A sin is a lack of conformity to, or transgression of, a law believed to have divine sanction. Some doctrine of sin and of reconciling the deity is part of most religions. Zoroastrianism premises a conflict of sin with holiness. The central doctrine of Buddhism turns on the demerit of human actions, which must be purged by transmigration.
In no sacred books is the sense of sin so developed as in the Bible. Throughout the Scriptures sin appears as that element in man which puts him at enmity with God, and requires the work of a Redeemer.

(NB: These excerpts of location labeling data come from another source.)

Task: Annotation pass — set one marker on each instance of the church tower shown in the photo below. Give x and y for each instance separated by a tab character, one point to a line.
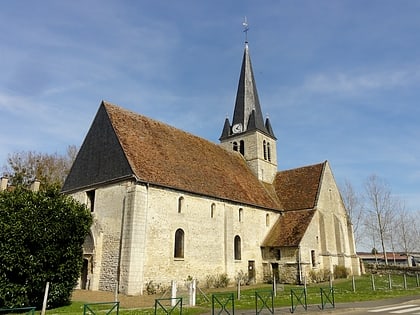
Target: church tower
248	134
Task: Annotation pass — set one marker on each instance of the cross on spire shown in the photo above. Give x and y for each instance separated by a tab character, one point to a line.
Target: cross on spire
246	28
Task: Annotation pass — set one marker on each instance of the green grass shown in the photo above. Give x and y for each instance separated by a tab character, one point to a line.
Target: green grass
343	292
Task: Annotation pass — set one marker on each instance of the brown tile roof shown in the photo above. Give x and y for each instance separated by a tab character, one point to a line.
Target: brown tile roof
163	155
289	229
298	188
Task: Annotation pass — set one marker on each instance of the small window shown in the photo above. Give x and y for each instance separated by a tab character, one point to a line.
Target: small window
180	204
91	200
235	146
237	247
265	150
179	244
278	254
313	258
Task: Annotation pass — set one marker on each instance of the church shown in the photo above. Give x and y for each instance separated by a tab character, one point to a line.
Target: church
168	205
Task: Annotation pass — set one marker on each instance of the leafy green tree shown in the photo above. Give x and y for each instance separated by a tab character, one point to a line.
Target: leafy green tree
41	238
24	167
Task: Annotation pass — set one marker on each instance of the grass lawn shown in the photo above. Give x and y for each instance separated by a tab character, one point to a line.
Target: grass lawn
363	288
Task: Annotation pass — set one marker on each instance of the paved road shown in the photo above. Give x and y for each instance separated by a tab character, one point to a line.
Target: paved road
401	305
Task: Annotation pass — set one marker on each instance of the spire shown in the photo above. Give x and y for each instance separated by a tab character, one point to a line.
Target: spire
247	105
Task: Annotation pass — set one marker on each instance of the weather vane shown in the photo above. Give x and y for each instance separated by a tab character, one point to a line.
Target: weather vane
246	28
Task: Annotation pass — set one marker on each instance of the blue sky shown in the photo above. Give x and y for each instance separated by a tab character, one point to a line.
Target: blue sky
339	79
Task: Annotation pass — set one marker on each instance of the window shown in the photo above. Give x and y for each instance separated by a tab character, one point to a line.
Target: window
265	150
313	258
91	200
237	247
179	244
180	204
242	147
212	210
235	146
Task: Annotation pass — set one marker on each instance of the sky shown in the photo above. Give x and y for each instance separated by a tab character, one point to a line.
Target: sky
340	80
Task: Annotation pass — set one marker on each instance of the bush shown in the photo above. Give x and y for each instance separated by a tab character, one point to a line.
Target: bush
217	281
341	272
41	238
318	276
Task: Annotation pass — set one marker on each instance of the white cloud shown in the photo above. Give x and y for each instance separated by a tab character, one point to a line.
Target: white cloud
352	82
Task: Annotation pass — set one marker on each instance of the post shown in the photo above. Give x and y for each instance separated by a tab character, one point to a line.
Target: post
274	286
389	281
173	292
44	304
373	282
192	292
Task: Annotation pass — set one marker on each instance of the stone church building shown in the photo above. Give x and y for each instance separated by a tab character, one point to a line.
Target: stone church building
168	205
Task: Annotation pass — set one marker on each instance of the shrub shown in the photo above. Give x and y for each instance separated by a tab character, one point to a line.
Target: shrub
340	272
217	281
319	275
41	238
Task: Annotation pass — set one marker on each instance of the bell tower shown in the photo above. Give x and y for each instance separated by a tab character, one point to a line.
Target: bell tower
249	134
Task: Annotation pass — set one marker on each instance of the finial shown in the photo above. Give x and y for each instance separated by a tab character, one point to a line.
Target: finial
246	29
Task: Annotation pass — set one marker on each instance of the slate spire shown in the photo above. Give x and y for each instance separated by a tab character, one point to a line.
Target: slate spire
247	110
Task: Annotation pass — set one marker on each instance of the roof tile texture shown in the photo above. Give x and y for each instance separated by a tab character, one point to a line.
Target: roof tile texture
166	156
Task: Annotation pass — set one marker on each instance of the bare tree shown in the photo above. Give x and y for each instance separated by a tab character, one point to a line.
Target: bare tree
354	207
406	230
380	208
23	168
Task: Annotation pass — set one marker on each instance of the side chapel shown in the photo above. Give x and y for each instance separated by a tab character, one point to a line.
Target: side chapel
168	205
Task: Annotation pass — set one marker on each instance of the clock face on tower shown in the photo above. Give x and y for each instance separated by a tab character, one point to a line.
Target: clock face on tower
237	128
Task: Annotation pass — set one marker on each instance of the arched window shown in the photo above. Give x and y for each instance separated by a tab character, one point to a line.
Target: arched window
235	146
179	244
237	247
313	258
180	204
242	147
265	150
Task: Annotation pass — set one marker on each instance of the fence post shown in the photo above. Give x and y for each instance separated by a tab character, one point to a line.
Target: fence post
373	282
173	292
44	304
274	286
192	292
389	281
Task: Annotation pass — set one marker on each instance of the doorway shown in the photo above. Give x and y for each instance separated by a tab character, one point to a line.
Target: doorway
251	271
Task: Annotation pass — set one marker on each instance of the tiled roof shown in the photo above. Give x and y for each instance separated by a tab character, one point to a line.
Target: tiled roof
298	188
289	229
163	155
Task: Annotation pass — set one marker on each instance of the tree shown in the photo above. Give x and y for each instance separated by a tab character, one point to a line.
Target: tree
354	208
23	168
406	230
380	209
41	239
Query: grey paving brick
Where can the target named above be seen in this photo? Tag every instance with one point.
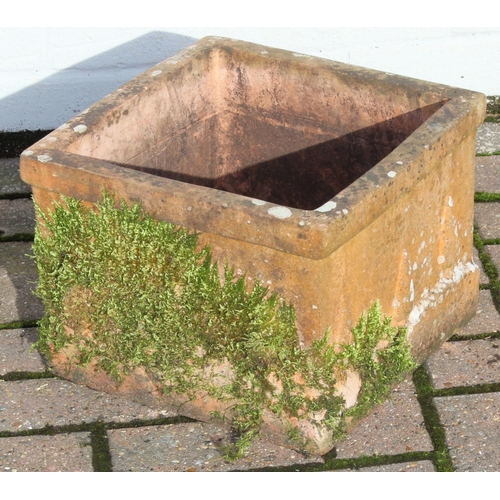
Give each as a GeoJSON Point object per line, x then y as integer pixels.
{"type": "Point", "coordinates": [488, 138]}
{"type": "Point", "coordinates": [488, 174]}
{"type": "Point", "coordinates": [59, 453]}
{"type": "Point", "coordinates": [465, 363]}
{"type": "Point", "coordinates": [10, 180]}
{"type": "Point", "coordinates": [487, 217]}
{"type": "Point", "coordinates": [486, 320]}
{"type": "Point", "coordinates": [18, 276]}
{"type": "Point", "coordinates": [472, 425]}
{"type": "Point", "coordinates": [16, 354]}
{"type": "Point", "coordinates": [190, 447]}
{"type": "Point", "coordinates": [16, 216]}
{"type": "Point", "coordinates": [420, 466]}
{"type": "Point", "coordinates": [483, 277]}
{"type": "Point", "coordinates": [397, 426]}
{"type": "Point", "coordinates": [33, 404]}
{"type": "Point", "coordinates": [494, 251]}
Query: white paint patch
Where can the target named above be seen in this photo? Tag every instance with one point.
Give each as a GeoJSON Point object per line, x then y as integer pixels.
{"type": "Point", "coordinates": [255, 201]}
{"type": "Point", "coordinates": [44, 158]}
{"type": "Point", "coordinates": [80, 129]}
{"type": "Point", "coordinates": [435, 296]}
{"type": "Point", "coordinates": [329, 205]}
{"type": "Point", "coordinates": [280, 212]}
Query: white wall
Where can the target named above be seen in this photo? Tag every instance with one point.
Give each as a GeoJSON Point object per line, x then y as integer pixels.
{"type": "Point", "coordinates": [48, 75]}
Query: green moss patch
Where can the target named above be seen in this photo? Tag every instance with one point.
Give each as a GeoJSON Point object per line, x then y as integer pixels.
{"type": "Point", "coordinates": [124, 290]}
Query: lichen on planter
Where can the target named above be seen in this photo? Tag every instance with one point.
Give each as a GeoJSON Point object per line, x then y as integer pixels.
{"type": "Point", "coordinates": [123, 291]}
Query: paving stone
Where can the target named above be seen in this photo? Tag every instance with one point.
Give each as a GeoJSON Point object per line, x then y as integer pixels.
{"type": "Point", "coordinates": [59, 453]}
{"type": "Point", "coordinates": [486, 320]}
{"type": "Point", "coordinates": [488, 138]}
{"type": "Point", "coordinates": [191, 447]}
{"type": "Point", "coordinates": [17, 216]}
{"type": "Point", "coordinates": [18, 276]}
{"type": "Point", "coordinates": [488, 174]}
{"type": "Point", "coordinates": [10, 180]}
{"type": "Point", "coordinates": [487, 217]}
{"type": "Point", "coordinates": [421, 466]}
{"type": "Point", "coordinates": [483, 277]}
{"type": "Point", "coordinates": [472, 425]}
{"type": "Point", "coordinates": [33, 404]}
{"type": "Point", "coordinates": [465, 363]}
{"type": "Point", "coordinates": [397, 426]}
{"type": "Point", "coordinates": [494, 251]}
{"type": "Point", "coordinates": [16, 354]}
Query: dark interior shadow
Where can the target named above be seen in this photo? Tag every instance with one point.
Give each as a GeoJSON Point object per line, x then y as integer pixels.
{"type": "Point", "coordinates": [308, 178]}
{"type": "Point", "coordinates": [59, 97]}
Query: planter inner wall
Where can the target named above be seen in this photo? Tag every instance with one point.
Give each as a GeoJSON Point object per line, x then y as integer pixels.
{"type": "Point", "coordinates": [282, 133]}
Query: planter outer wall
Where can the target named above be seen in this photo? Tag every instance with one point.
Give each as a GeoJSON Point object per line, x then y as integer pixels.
{"type": "Point", "coordinates": [395, 224]}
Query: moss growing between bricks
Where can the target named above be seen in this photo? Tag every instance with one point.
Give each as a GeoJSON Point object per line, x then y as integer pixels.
{"type": "Point", "coordinates": [124, 290]}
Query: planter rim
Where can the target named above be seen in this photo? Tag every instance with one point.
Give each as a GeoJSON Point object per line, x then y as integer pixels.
{"type": "Point", "coordinates": [327, 227]}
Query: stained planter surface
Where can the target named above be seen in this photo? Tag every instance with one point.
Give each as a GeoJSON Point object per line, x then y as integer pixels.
{"type": "Point", "coordinates": [334, 185]}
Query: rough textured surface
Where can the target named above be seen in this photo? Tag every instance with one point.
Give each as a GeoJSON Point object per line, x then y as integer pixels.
{"type": "Point", "coordinates": [191, 447]}
{"type": "Point", "coordinates": [472, 425]}
{"type": "Point", "coordinates": [488, 174]}
{"type": "Point", "coordinates": [18, 216]}
{"type": "Point", "coordinates": [11, 180]}
{"type": "Point", "coordinates": [18, 277]}
{"type": "Point", "coordinates": [486, 320]}
{"type": "Point", "coordinates": [487, 217]}
{"type": "Point", "coordinates": [16, 353]}
{"type": "Point", "coordinates": [59, 453]}
{"type": "Point", "coordinates": [32, 404]}
{"type": "Point", "coordinates": [403, 429]}
{"type": "Point", "coordinates": [353, 184]}
{"type": "Point", "coordinates": [488, 138]}
{"type": "Point", "coordinates": [470, 362]}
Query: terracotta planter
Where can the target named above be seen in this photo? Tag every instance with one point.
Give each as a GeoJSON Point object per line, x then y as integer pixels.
{"type": "Point", "coordinates": [334, 185]}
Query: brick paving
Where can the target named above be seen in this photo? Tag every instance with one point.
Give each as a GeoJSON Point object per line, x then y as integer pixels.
{"type": "Point", "coordinates": [450, 408]}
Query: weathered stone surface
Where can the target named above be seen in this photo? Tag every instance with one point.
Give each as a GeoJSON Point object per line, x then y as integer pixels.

It was not till the controversies between Pelagius and Augustine, at the end of the 4th century, that the doctrine of sin received full development. The early Greek fathers regarded sin as opposition to the will of God, and as such involving death. But they did not affirm that the guilt of Adam's sin or the corruption of his nature descended to all mankind. Tertullian, in his doctrine of Traducianism, held that sinfulness had been propagated from Adam. But it was reserved for Augustine to maintain, against Pelagius, that Adam's sin completely corrupted man's whole nature; that his guilt and its penalty pass to all his children; that man is born in a state of sin; and that in virtue of Adam's peccatum originale, the offspring of Adam is a massa perditionis, incapable of satisfying God, and naturally disposed to pursue evil only. Pelagius maintained contrary doctrines, and semi-pelagianism insists that in spite of the weakening of his powers through hereditary sinfulness man is yet not wholly inclined to evil. The Greek Church continued to affirm man's will as free as Adam's before the fall. Duns Scotus admitted that man had lost by Adam's fall justitia originalis, but laid stress on the freedom of the will. Thomas Aquinas taught that the unbaptized infant is damned. At the Reformation both Luther and Calvin asserted what they regarded as Augustinian and Pauline views. Zwingli looked on sin as an inherited disease; Arminians and Socinians denied hereditary sin altogether. In German speculation, the Hegelians taught that sin was a necessary condition of the development of mankind; and Schleiermacher that the sinful state of man was a disturbance of his nature.